Selepas mengucapkan kalimat itu, Jaz menutup mulut karena sadar suaranya terdengar cukup lantang. Namun tidak perlu waktu lama sebelum telinganya menangkap kalimat bernada tinggi datang dari salah satu titik yang ada di taman. Jaz menghentikan langkah dan mulai menajamkan pendengaran.
"Nggi, ntar gue telepon lagi, ya? Saat ini gue ngerasa overwhelmed denger semuanya," pinta Jaz. "Takutnya gue malah salah ngomong dan lo juga salah tangkep. Sori gue bentak lo barusan."
"It's okay, Jaz, aku ngerti. Kabarin aja. Have fun sama Daniel."
"Bye, Nggi."
Begitu mengakhiri panggilan, Jaz tidak memasukkan ponselnya ke dalam tas melainkan menggenggamnya erat. Jaz tahu sebaiknya dia membalikkan tubuh dan kembali masuk ke dalam, mencari Daniel, dan mengungkapkan kepada pria itu berita yang baru diterimanya. Namun kakinya justru melangkah pelan menghampiri suara yang masih menelurkan kata-kata umpatan hingga ketika akhirnya melihat pemilik suara itu, Jaz hanya berdiri dan menyilangkan kedua lengan di dada.

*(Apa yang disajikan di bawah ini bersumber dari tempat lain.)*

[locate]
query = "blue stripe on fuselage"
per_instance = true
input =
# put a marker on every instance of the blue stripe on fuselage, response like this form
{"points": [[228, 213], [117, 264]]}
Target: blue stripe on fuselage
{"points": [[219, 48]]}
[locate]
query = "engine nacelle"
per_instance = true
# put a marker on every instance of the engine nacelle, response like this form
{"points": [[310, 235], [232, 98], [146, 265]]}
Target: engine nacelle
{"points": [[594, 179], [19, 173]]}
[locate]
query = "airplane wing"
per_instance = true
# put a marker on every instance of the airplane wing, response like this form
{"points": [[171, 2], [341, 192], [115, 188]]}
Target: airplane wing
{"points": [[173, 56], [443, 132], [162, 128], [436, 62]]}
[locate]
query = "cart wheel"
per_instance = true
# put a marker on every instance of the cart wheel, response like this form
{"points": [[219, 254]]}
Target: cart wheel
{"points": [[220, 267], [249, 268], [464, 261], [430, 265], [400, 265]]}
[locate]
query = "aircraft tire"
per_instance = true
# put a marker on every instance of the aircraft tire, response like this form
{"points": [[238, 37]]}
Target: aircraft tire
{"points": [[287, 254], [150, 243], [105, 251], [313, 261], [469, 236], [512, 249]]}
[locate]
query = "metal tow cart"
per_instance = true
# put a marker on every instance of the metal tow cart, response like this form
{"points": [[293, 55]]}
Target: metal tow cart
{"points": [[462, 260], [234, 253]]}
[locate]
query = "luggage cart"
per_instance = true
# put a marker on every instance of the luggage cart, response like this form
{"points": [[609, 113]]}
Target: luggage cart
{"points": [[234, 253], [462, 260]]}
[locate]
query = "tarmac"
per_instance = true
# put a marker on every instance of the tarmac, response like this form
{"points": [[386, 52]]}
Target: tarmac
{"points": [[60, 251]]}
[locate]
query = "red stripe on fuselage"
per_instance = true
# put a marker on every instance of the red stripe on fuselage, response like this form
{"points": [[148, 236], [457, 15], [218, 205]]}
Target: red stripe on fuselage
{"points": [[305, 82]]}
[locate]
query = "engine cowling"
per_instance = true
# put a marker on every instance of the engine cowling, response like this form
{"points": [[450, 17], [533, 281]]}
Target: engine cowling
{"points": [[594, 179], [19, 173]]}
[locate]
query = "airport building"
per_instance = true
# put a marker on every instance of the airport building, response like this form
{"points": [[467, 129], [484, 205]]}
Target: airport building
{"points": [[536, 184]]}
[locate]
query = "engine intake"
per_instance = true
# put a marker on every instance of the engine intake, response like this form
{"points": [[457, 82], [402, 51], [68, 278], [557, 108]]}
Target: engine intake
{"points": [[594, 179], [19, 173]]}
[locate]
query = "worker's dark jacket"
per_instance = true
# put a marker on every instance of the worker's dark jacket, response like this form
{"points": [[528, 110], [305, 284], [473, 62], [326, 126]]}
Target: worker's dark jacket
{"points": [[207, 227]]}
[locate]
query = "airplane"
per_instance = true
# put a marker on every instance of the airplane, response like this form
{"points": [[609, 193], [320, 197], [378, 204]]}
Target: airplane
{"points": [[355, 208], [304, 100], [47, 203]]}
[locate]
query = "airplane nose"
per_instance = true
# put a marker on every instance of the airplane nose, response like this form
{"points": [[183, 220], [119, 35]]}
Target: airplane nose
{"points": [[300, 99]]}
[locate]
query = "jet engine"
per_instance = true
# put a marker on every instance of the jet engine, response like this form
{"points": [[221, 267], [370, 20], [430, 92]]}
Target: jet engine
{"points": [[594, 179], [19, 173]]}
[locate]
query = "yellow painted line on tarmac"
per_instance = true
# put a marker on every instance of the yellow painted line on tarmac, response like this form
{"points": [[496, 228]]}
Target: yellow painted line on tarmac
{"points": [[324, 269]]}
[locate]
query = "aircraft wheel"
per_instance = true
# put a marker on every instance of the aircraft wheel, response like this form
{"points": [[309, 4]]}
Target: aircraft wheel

Jadi ini cowok yang akhirnya bakal jadi lawan main gue? batin Jaz. Harusnya gue tahu, cuma ada satu orang yang bisa bilang kayak gitu soal gue.
"Nanti gue hubungin lo lagi. Otak gue rasanya berasap ngebayangin harus ngabisin berminggu-minggu sama cewek preman begitu. That will be a nightmare ... oke, Ru. Sori gue agak emosional, padahal gue nyoba banget nggak begini ... hmm ... iya, gue kabarin lagi nanti atau besok, gampanglah itu ... ya udah, night Ru."
Jaz menggeleng seraya menahan geram mendengar Richard kembali menyebutnya sebagai 'cewek preman'. Maka begitu panggilan itu selesai, Jaz langsung menghampiri Richard, tidak peduli jika kehadirannya membuat pria tersebut meloncat kaget.
"For Christ's sake, what is your freaking problem?"
"Barusan lo nyebut gue apa?" tuduh Jaz cepa
Dua kalimat tersebut meluncur dari mulut keduanya pada saat yang bersamaan, tanpa ada delay. Richard yang sudah berada dalam posisi berdiri, tampak kaget dengan kehadiran Jaz yang tiba-tiba.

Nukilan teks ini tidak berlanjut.